Same here. One was on purpose, I just didn't know there was a rule against it, and one was purely by accident.


----------



## vel (Jun 25, 2016)

Never, I'm a good kid, promise. I don't think I ever had an infraction, I try to stay inside the rules.


----------



## Nightmares (Jun 26, 2016)

//pats snoozit 

I literally just got unbanned this morning rip


----------



## ZebraQueen (Jun 26, 2016)

I have never been banned so I'm all good


----------



## Aetherinne (Jun 26, 2016)

On TBT, no, hopefully it'll stay that way.


----------



## SolaireOfAstora (Jun 26, 2016)

Nope!

(I think)


----------



## Taj (Jun 26, 2016)

Theres a rumor why Jeremy got banned. Maybe why he never posts


----------



## Sicatiff (Jun 27, 2016)

neester14 said:


> Theres a rumor why Jeremy got banned. Maybe why he never posts



Wat? Why would they ban an admin? Did they really ban him?


----------



## Yeosin (Jun 27, 2016)

Does the ban have to apply on to this site or any site?

If any site/game -- Yes.
If TBT -- No.


----------



## D3athsdoppelganger (Jun 27, 2016)

I have the right to not answer this question lmao xD


----------



## fosterfarms (Jun 27, 2016)

[sub]i haven't been banned (fortunately) but i have gotten an infraction.[/sub]


----------



## N e s s (Jun 27, 2016)

well this is ironic, the OP was banned themselves.


----------



## Peter (Jun 27, 2016)

neester14 said:


> Theres a rumor why Jeremy got banned. Maybe why he never posts





Sicatiff said:


> Wat? Why would they ban an admin? Did they really ban him?

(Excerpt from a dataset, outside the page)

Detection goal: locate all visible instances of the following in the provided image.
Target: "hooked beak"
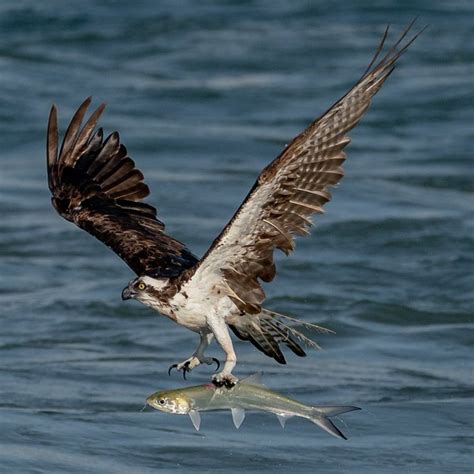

Jeremy's sig was too big so he banned himself 

but nope, never been banned before!


----------



## Trent the Paladin (Jun 27, 2016)

I was banned once because I told Gallows Monster Hunter was an awful game. (It is, please love yourself)


----------



## Hopeless Opus (Jun 27, 2016)

I've only gotten banned once on a different forum... when I was 12. lol


----------



## PoizonMushro0m (Jun 27, 2016)

Never been banned nor have I had an infraction.


----------



## visibleghost (Jun 27, 2016)

nope, never. i have gotten two infractions tho


----------



## Becca617 (Jun 27, 2016)

No, thankfully. I've had 2 or 3 infractions though.


----------



## namiieco (Jun 28, 2016)

No, but I've had 2 infractions, mainly because I didn't read... the... rules...


----------



## Goldenapple (Jun 28, 2016)

Bone Baby said:


> I got an infraction once for post quality. I posted a face...



Sameeeeeeeeeeee xD


----------



## Mints (Jun 28, 2016)

Haha, no not so far, and hopefully not any soon.


----------



## Mega_Cabbage (Jun 28, 2016)

I'm surprised that I haven't been banned or at least received an infraction with how sharp my tongue is.


----------



## GalacticGhost (Jun 29, 2016)

nah, i haven't been banned. i've had one warning/infraction but that's it.


----------



## Katattacc (Jun 29, 2016)

Nope I haven't. I've had a couple of questionable posts where I wasn't sure if i should post the thing but It seems to have worked out lol. I usually try to make sure what I am posting is all age friendly....


----------



## SensaiGallade (Jun 29, 2016)

Nope. No infraction or ban before.


----------



## Captain Crazy Chicken (Jun 29, 2016)

I have more than 3 Infractions, mostly regarding simple one-word posts that I have no idea don't make the post great.

Somehow, I'm not banned.


----------



## ZetaFunction (Jun 30, 2016)

I've never received any infractions or bans on other sites, but here on TBT, I have.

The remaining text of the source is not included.